No entanto, citando argumentos dos juízes divergentes, ela manifestou preocupação com o que chamou de “pretensão desproporcional”. Um dos magistrados argumentou que o pedido de informações parte de uma “presunção generalizada de má-fé, contrária ao princípio da presunção de inocência, constituindo um estereótipo que, por si só, implica um ato de discriminação”.
Por outro lado, o Tribunal afirmou em sua decisão que "em contextos particularmente sensíveis, como aqueles que envolvem possíveis violações dos direitos de crianças e adolescentes, o acesso de jornalistas à informação assume especial relevância constitucional, pois permite identificar fatores que podem comprometer sua proteção integral e, por meio de sua divulgação responsável, estimula a atuação oportuna das autoridades competentes".
Para o Tribunal, embora seja verdade que informações sobre a trajetória de padres “não sejam, à primeira vista, de conhecimento ou interesse público, pois não têm relação direta com casos de violência sexual contra menores”, o acesso a esses dados “adquire especial relevância social” quando está em jogo a proteção de direitos constitucionais superiores — como os das crianças e adolescentes.
A LJR solicitou declarações oficiais da CEC, mas não obteve resposta até o fechamento desta reportagem.
O chamado “arquivo secreto”, explicam os jornalistas, não é um termo inventado por eles. Ele está previsto no Código de Direito Canônico — norma que rege a Igreja Católica.
“Deve haver também um arquivo secreto na cúria diocesana, ou ao menos um armário ou cofre dentro do arquivo geral, completamente fechado e fixo, onde se guardem com extrema cautela os documentos que devem permanecer sob sigilo”, determina o Código no paragráfo 489 de seu Capítulo II.
“Todos os anos, deve-se conservar um resumo dos processos penais relativos a crimes cujos réus tenham falecido ou cujos casos tenham sido encerrados por sentença condenatória há mais de dez anos, junto ao texto da sentença final”.
O Código também estabelece que a chave desse arquivo está sob posse exclusiva do bispo.
“Ou seja, eles próprios estão dizendo que os processos criminais existem — e o abuso sexual é um crime. Eles mesmos afirmam: ‘temos um arquivo secreto’”, disse Barrientos. “É nesse arquivo secreto que estão guardadas as denúncias de abuso sexual. Por isso dizemos que esta é uma luta pelo acesso ao arquivo secreto.”

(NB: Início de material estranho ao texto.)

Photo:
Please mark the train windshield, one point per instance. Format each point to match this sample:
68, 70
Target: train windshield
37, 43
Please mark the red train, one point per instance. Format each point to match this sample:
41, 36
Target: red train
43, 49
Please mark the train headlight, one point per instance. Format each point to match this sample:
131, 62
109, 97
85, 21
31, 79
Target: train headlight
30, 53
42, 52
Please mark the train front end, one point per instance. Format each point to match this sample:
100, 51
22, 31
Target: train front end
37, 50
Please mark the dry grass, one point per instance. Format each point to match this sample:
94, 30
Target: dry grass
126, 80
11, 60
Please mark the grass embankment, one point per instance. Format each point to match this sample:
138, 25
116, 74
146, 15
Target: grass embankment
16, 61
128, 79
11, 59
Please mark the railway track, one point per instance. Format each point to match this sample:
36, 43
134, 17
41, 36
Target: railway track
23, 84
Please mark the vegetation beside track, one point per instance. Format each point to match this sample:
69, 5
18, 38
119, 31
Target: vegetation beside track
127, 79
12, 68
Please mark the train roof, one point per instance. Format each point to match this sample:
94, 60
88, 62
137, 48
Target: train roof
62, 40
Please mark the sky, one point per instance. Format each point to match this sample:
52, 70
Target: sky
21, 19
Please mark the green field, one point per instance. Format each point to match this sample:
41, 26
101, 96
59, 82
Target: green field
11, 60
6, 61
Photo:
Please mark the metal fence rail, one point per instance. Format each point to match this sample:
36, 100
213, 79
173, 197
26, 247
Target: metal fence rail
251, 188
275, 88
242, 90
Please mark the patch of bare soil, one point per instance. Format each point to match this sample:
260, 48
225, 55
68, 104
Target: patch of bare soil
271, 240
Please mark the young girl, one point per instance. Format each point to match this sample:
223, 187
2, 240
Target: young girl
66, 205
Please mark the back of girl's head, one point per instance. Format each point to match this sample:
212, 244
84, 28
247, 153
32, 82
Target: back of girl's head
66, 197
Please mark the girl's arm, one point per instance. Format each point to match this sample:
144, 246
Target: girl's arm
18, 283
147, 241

Com apenas 13% das informações solicitadas em mãos, os jornalistas identificaram mais de 600 padres denunciados por suposto abuso sexual em todo o país.
“A decisão é uma chave, uma ferramenta para todos os jornalistas que queiram multiplicar essas investigações daqui para frente”, afirmou Estupiñán. “Esse tipo de investigação não depende apenas de dois jornalistas; ela está destinada a se expandir”.